Merging Spreadsheets with Python–Append
Merging multiple spreadsheets together is a common task to perform. Merging can be done two ways:
- Append — where spreadsheets are concatenated on top of each other

2. Join––where spreadsheet columns are joined horizontally based on the same values of your selected columns

In this tutorial we will be focusing on Appending. I will be writing another tutorial on Joining.
Disclaimer
I built a tool mergespreadsheets.com that appends files easily. Feel free to try it out if you need a quick append
Pre-requisite
If you do not know how to use the Terminal and Python, or how to read and write files using Python and Pandas, then read and go through this tutorial first: https://medium.com/@lovespreadsheets/intro-to-handling-spreadsheets-with-python-c6a35e0d8de8
Files
We are going to be using three files for this tutorial. You can download them by clicking on the links: MarketingAnalystNames.xlsx, SalesRepNames.xlsx, SeniorLeadershipNames.xlsx
Full Code
This is the entire code to append the three files
I. Read all three spreadsheets
Create a python file in the same folder as your three spreadsheets and name it append.py
First we are going to import our pandas library and give it an abbreviation of pd. The pd abbreviation is convention and technically you can use import pandas as is and replace everything pd in the code with pandas
import pandas as pd
We are going to read the first sheet without any extra parameters as we only have text data and the first line is the column name so we can read all three files with the pandas read_excel command without any parameters
marketing_analyst_names = pd.read_excel("MarketingAnalystNames.xlsx")sales_rep_names = pd.read_excel("SalesRepNames.xlsx")senior_leadership_names = pd.read_excel("SeniorLeadershipNames.xlsx")

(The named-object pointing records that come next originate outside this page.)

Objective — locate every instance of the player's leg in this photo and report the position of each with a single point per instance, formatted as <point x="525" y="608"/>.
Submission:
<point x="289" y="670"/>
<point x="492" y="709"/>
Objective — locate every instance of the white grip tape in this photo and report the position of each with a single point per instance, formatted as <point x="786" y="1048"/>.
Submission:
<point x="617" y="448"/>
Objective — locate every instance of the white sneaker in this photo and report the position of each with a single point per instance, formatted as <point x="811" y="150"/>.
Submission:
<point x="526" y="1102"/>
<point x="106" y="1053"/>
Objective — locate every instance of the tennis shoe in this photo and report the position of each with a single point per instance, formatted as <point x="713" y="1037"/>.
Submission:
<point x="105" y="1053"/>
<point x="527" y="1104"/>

Now we have three variables that contain pandas data frames containing all the values in the excel files in a row and column format
II. Merge all three data frames
Now we are going to merge all three data frames
- We are going to create a list that contains all three data frames. The order of the data frames in this list will determine how the files get appended
all_df_list = [marketing_analyst_names, sales_rep_names, senior_leadership_names]
2. The command to append all three data frames is a 1 line function. We will call the pd.concat function with our list, which will append all our data frames in that order, and assign the appended data frame to a variable appended_df
appended_df = pd.concat(all_df_list)
The append is done by matching up similar columns names. If the column names aren’t the same then the append will not stack the values on top of each other.

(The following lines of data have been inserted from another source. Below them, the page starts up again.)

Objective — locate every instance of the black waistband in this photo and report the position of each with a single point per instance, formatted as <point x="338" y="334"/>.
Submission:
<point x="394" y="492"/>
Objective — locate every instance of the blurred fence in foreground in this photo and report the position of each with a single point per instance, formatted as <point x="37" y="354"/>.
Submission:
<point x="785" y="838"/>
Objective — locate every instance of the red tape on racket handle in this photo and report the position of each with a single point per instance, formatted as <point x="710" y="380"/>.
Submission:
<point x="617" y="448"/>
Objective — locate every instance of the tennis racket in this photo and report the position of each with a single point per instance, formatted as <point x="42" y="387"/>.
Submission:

I encourage you guys to create dummy spreadsheets with different column names to see how the append is affected
III. Write to an Excel file
Now that we have our appended data frame, we can write it to an Excel file. We do this using the to_excel function on the appended data frame. We are also going to add the parameter index=False which will NOT output any row numbers. (play around with the parameters to see which one makes sense for you)
appended_df.to_excel("AllCompanyNames.xlsx", index=False)
Now that we are done with the code we need to open up our Terminal and go to the folder where we have all the three files and our append.py file saved
If you are lost with the terminal, please go through this tutorial first: https://medium.com/@lovespreadsheets/intro-to-handling-spreadsheets-with-python-c6a35e0d8de8
We are going to run this script from our terminal
$ python append.py
Voila! We should now have a file named AllCompanyNames.xlsx in the same folder as our three spreadsheets and our Python script containing all the three files appended!